Il detective tornò a guardare dal finestrino. Un modo per dire: Oh, ancora questa storia.

«Ascoltami. All'inizio pensavo che qualcuno avesse aperto la porta di Natalie prima che la polizia arrivasse. In realtà il mio testimone non aveva bisogno di una chiave, ha aperto la porta dall'interno.»

«Mi stai dicendo che il testimone è rimasto due giorni nell'appartamento a guardare il corpo che marciva?» chiese Riker.

«Facciamo un passo indietro. Quella sera Natalie stava cucinando per due persone. Non aveva amici, era in cattivi rapporti con la sorella. Dunque cenava con il figlio.»

«Interessante» disse Riker, un modo molto educato per dire che non era affatto interessato. «Secondo te, prima di partire per il viaggio di nozze Erik Homer lascia il bambino alla ex moglie? No, Charles, quell'uomo era un tipo autoritario, dopo il divorzio non ha mai permesso a Natalie di vedere suo figlio, nemmeno una volta.»

«Perché no? Erik Homer aveva una nuova moglie, un'altra donna da pestare. Lasciandolo alla madre avrebbe risparmiato i soldi della baby sitter. Questo fa quadrare le cose. Nessuno ha mai interrogato il bambino. Non sappiamo dove sia stato in quei due giorni di agosto, e nemmeno dopo.» Charles capiva che Riker non era convinto. «Solo un bambino piccolo avrebbe potuto resistere in quella stanza con il cadavere. Non avrebbe mai lasciato la madre. Viva o morta, era tutto il suo mondo.»

«Vediamo se ho capito. Era un monolocale, giusto? E non c'era posto per nascondersi. Ma Junior è riuscito a…»

«Riker, in tutto il mondo le madri dicono ai figli di lavarsi le mani prima di cena. Il bambino era in bagno mentre uccidevano sua madre.»
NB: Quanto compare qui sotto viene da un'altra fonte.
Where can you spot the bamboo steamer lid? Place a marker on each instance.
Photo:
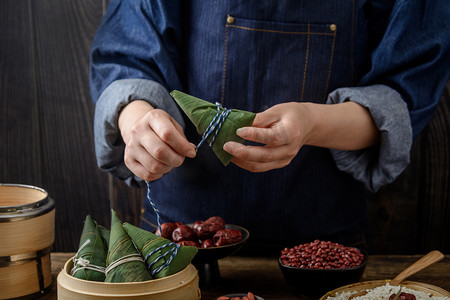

«Era agosto» disse il detective. «Niente aria condizionata, frequenti black-out, un fornello acceso e un caldo terribile e nonostante ciò…»

«Dopo due giorni l'istinto di sopravvivenza ha avuto la meglio sul trauma e il bambino ha lasciato l'appartamento. Questo spiega le contraddizioni circa gli spostamenti del piccolo… Mi segui? Il padre l'ha mandato via, Erik Homer non voleva che l'assassino scoprisse che quel bimbo aveva visto tutto.»

Quando entrarono nell'ufficio della Butler & Company, Charles e Riker stavano ancora ragionando sul caso Homer. Mallory non li notò neppure. Conversava con i suoi computer, e loro rispondevano con schermate di dati e fogli sputati dalla stampante. Kathy era concentrata sullo schermo, la luce del computer si rifletteva nei suoi occhi. Charles guardò il cavo che alimentava le macchine e per un istante pensò di staccare la corrente. Come avrebbe reagito Mallory?

Riker batté un colpetto sul monitor. Mallory non reagì. Allora disse: «Secondo Charles c'è un testimone oculare del delitto di Natalie Homer».

«Sì, è il figlio di Natalie» rispose Mallory senza alzare gli occhi dallo schermo. «È lui che ha aperto la porta. Ma non sappiamo come si faccia chiamare oggi, quindi concentriamoci sullo spaventapasseri.» Sorrise al computer come se le avesse appena detto qualcosa di divertente. «Adesso abbiamo un piano.»